David : Ils ont compris que ce que nous faisions comptait vraiment à nos yeux. En termes de potentiel commercial, on représentait une forme de suicide cependant. On a toujours mené notre barque de façon anarchique, mais EMI a vu du potentiel en nous. On a également signé à cause des gens qui bossaient et vont rester là. EMI est une boite qui va rester forte, solide, pendant les quelques années à venir, cruciales pour nous.

Laurence : C’est la dernière compagnie de disques indépendante, aussi incroyable que cela puisse sembler.

David : Avant, on déconnait en disant : « on veut le label de Pink Floyd, de Harvest ». Et maintenant, on l’a !

Que se passe-t-il musicalement à Londres ces jours-ci ?

Laurence : La scène est très fragmentée. Et bien plus intéressante depuis que la brit pop est morte. Les gens commencent à reprendre confiance en eux. Avant, tout le monde se disait qu’il fallait réviser ses classiques des Beatles avant de faire un disque.

David : Quand Oasis est arrivé et a tout pulvérisé, ça a fait un bien fou à la presse musicale et aux maisons de disques qui avaient besoin d’un gros truc à exporter. Il y avait longtemps qu’il n’y avait pas eu de groupe anglais énorme. Le coup d’Oasis avait été bien planifié. Les conséquences de leur succès ont été très barbantes : toutes sortes de groupes sont tombés aux oubliettes parce qu’ils ne résistaient pas à cette concurrence-là. Damon Albarn a été le plus intelligent : il a profité de cette vague brit pop avant d’en déclarer sa mort… Et Damon s’est mis depuis à pondre des disques brilliants !

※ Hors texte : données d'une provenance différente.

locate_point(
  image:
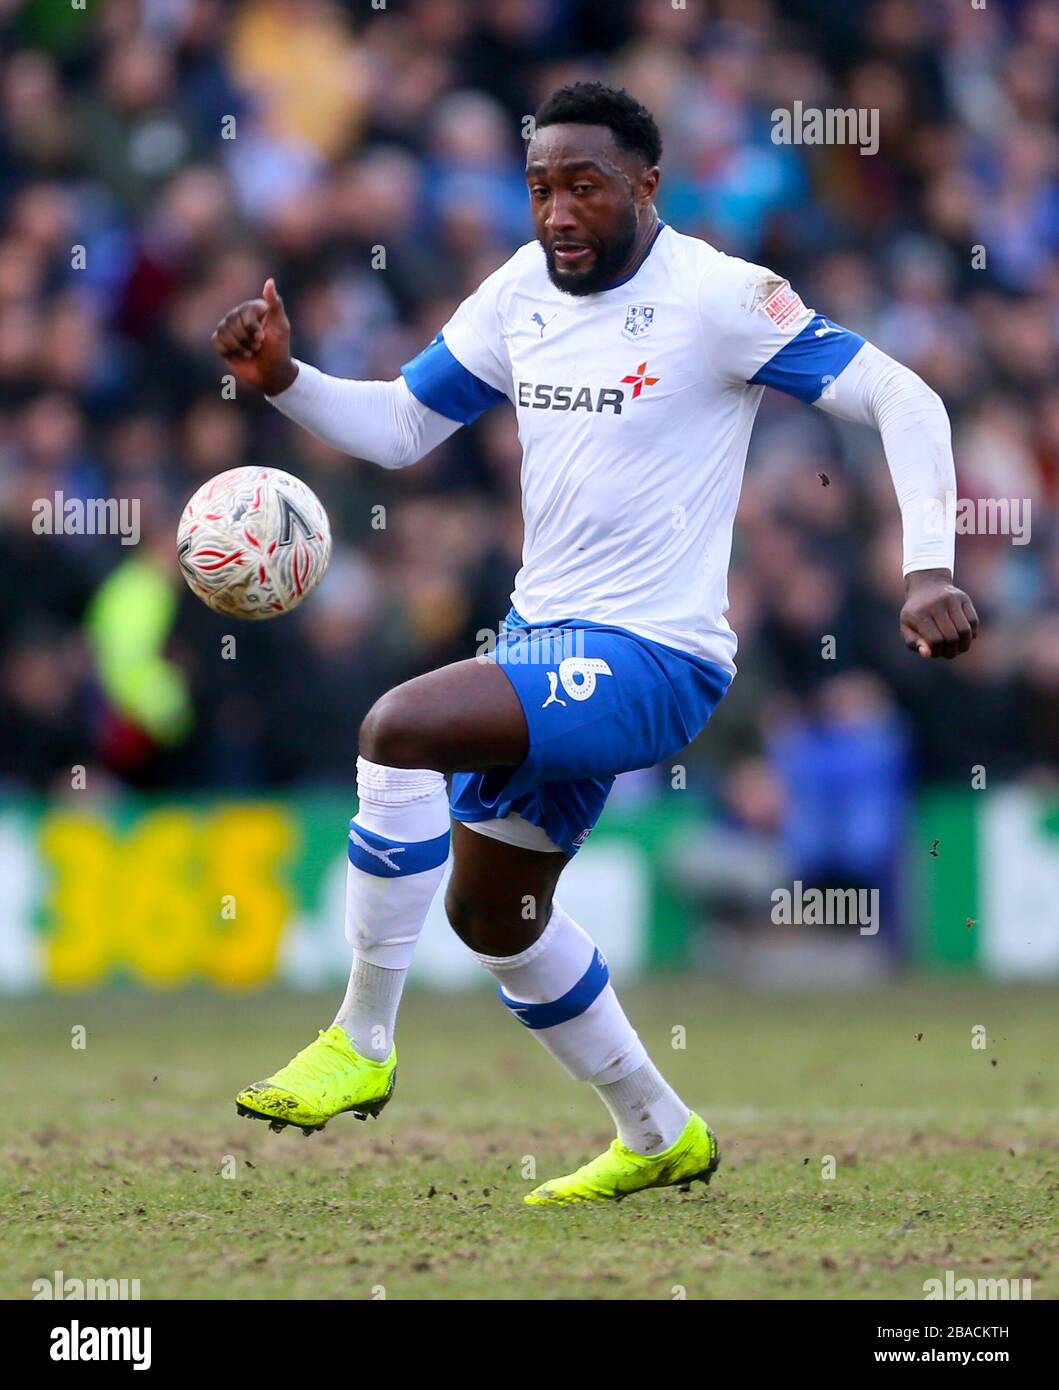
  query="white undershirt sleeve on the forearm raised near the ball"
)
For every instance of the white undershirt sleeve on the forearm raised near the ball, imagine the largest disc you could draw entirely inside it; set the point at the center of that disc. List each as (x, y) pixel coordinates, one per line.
(377, 420)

Laurence : Il y a moins de groupes que par le passé, ce qui n’est pas si gênant, car la scène s’embourbait et tournait en rond. Tout le monde était dans un groupe ou en manageait un… J’en avais ras-le-bol de ce petit monde-là.

David : C’est un peu la faute de la presse hebdomadaire. Toutes les semaines, le courant change… Quand on a signé notre contrat, on se fichait de l’avance qu’on toucherait. En revanche, on voulait une carrière durable. On préfère d’ailleurs ne pas être chroniqués dans cette presse. On travaille dur, on va retravailler sur le prochain album en juillet, ce n’est pas pour qu’un journaliste démolisse tout avec ses opinions sur notre single.

La vidéo de Graceadelica est très spectaculaire. Combien d’accidents pendant le tournage ?

Laurence : Il y a eu un accident. J’ai été coupé à la tête. Nous avions utilisé tous ces objets en sucre imitant le verre et quelqu’un m’a balancé un vrai vase à la figure sans le savoir. Ce clip a été réalisé par un ami à nous, Tim, qui nous a proposé cette idée de pièce qui explose.

David : Il avait produit un album de Levitation.

Laurence : Je n’ai pas envie de bosser avec ces grosses maisons de production pleines de fric qui réalisent des clips coûtant des fortunes. Je préfère donner leur chance à des mecs créatifs, indépendants, qui ont de vraies idées personnelles. En ayant du succès, on peut aider des artistes à percer aussi. Je crois en cette sorte de mécénat. Le label viendra ensuite, quand nous serons moins débordés.